Doch nun ist Padre nicht mehr da und sie haben gehört, das „Padre’s sister“ oder „Mum from Belgien“ da ist und erhoffen sich Hilfe. Zuerst singen wir für Pater Simons unter dem Baum vorm Schwesternhaus und erzählen über den Tod von Padre. Sie singen kraftvoll, denn mit Padre haben sie täglich christliche Lieder im Heim gesungen. Sie freuen sich sehr über ein Foto von ihrem Padre, dass Raymond für Alle kopiert hat. Dann erzählen sie von ihren Sorgen. Sie haben keinen Job, können die Krankenversicherung (3,- € im Jahr) für ihre 3- bis 5-köpfige Familie nicht bezahlen und sind alle nicht versichert. Ihre Kinder können nicht zur Schule gehen da sie die Schulmaterialien nicht bezahlen können. ( ca 20,- € im Trimester für die Grundschule, 60 bis 80,- € Secondary School)
Glücklicherweise gibt es noch Geld auf unserem Konto und ich kann mit den Kindern und einem Elternteil nächste Woche in die Schule gehen um sie dort anzumelden. Auch die Krankenversicherungskosten hatte Padre immer übernommen und ich kann sie nun für sie einzahlen, wenn sie auf der Krankenstation ihre ID-Nummer hinterlassen. Immer sage ich: Es ist nicht von mir, sondern von Pater Simons Freunde aus Belgien und Deutschland.

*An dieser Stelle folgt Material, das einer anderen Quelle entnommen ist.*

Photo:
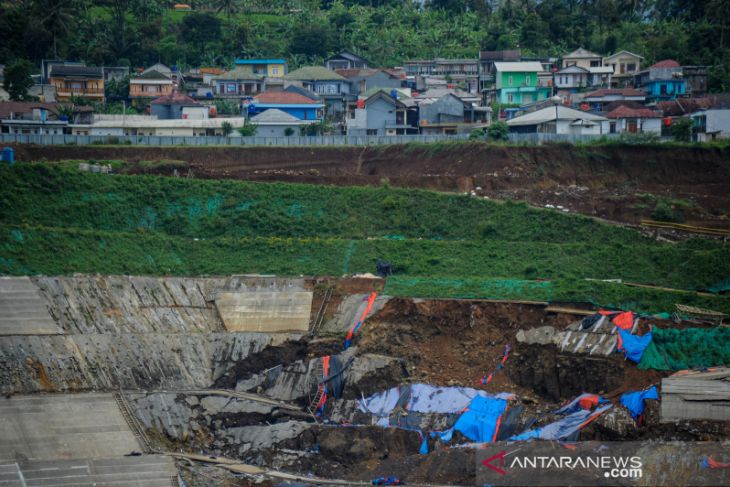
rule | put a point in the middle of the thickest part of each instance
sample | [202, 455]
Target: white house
[560, 120]
[118, 125]
[625, 119]
[277, 123]
[711, 124]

Doch ein weiteres Problem ist ihr Beruf. Wie kann ich ihnen helfen das „Fischen zu lernen“ statt ihnen einen „Fisch“ zu geben? Mit sechs jungen Männern besprechen wir uns im Raum der Schwestern und ich frage nach ihrem Berufswunsch.
Zwei der jungen Männer arbeiten zeitweise als Lastenträger und transportieren Säcke mit Reis, Bohnen oder Mais. Sie wünschen sich so sehr ein Lastenfahrrad, das aber für beide unerschwinglich ist. Ein Fahrrad kostet neu 200,- € und gebraucht ca 100,- €. Ich bitte sie sich bis nächste Woche zu erkundigen, ob sie ein gebrauchtes Rad auftreiben können und uns den Preis zu nennen. Zwei junge Männer haben nähen gelernt, doch sie besitzen keine Nähmaschine. Sie kostet auch ca 120,- €.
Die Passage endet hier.